Alpha Phi Alpha, one of the most prominent historically Black fraternities in the country, has taken a first step toward barring transgender members.
Delegates to the fraternity’s constitutional convention, held Wednesday through Sunday in Chicago, voted “overwhelmingly” in favor of a bylaw amendment limiting membership to “naturally born” males, sources told GLAAD. A spokesman for Alpha Phi Alpha, reached by The Advocate, had no comment.
The amendment is still subject to approval by local chapters and the general membership before the change is final. It states that membership will be restricted to “any male defined as a human being naturally born male, who remains and continually identifies as a male,” according to a draft reviewed by GLAAD.

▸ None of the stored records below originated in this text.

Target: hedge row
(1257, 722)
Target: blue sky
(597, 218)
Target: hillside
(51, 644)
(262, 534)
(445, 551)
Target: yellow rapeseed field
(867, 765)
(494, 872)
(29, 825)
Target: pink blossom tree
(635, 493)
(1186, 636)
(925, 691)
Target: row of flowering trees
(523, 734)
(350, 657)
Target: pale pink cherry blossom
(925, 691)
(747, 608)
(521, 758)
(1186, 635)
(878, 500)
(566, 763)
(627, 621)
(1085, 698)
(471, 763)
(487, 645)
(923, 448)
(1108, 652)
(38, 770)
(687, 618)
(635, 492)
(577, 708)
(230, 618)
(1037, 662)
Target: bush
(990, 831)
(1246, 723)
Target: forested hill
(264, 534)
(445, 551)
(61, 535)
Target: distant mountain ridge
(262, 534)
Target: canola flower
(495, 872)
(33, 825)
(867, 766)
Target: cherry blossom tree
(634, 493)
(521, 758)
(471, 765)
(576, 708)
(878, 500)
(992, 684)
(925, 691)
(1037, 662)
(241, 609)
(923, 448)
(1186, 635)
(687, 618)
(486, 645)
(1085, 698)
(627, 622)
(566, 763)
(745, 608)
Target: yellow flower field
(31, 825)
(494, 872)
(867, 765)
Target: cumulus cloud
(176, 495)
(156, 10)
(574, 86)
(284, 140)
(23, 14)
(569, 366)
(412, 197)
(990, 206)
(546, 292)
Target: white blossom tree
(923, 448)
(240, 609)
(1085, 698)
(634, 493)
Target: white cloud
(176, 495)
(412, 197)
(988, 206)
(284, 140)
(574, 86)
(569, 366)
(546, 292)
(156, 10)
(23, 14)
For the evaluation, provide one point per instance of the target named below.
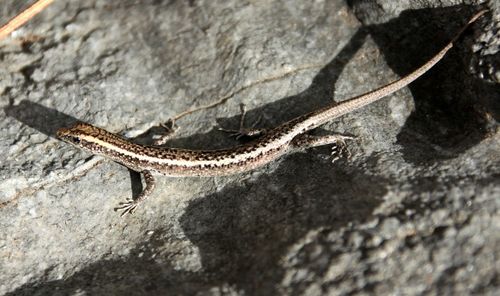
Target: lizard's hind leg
(339, 148)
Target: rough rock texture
(415, 210)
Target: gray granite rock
(416, 210)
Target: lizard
(272, 144)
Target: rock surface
(415, 210)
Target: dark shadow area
(45, 120)
(146, 271)
(244, 231)
(241, 232)
(450, 106)
(449, 115)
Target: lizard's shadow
(447, 119)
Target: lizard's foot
(340, 149)
(128, 207)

Leading up to the delegates’ vote, several people who spoke to GLAAD said an organization that has long been supportive of civil rights should not be endorsing discrimination.
“Their decision to alienate trans and nonbinary people from membership is reactionary, asinine, and unbecoming of an organization with a professed commitment to human rights,” said Deandre Miles-Hercules, a “gender creative” Alpha who uses they/them pronouns, told GLAAD. “It’s ludicrous to be the fraternity of Thurgood Marshall and Martin Luther King Jr. and come up with a policy that bans trans people.”
“If we allow certain discriminations, we have to allow for all of them,” said Matthew Shaw, a lifetime Alpha member who is assistant professor of law at Vanderbilt Law School and assistant professor of public policy and education at Vanderbilt Peabody College. “If Alpha then adopts the logic that White Citizens’ Councils had against Black people desegregating schools in the 1950s and ’60, what’s to say that you couldn’t use that logic against Black people in 2024?”
Alpha Phi Alpha was founded in 1906 at Cornell University in Ithaca, N.Y. It is one of the “Divine Nine,” prominent Black fraternities and sororities that were established when Blacks were excluded from white Greek-letter organizations. These organizations have produced many Black leaders and worked for civil rights. They now have an estimated 2 million to 4 million members, mostly but not exclusively Black.
Another of the Divine Nine, Phi Beta Sigma, has had a trans ban since 2017, a source told GLAAD. The source said Phi Beta Sigma had accepted a trans member in 2016, and that person’s membership was eventually rescinded. The fraternity’s bylaws state, “Phi Beta Sigma Fraternity, Inc. is an exclusively male organization. Its membership is limited to natural-born males who identify as such.”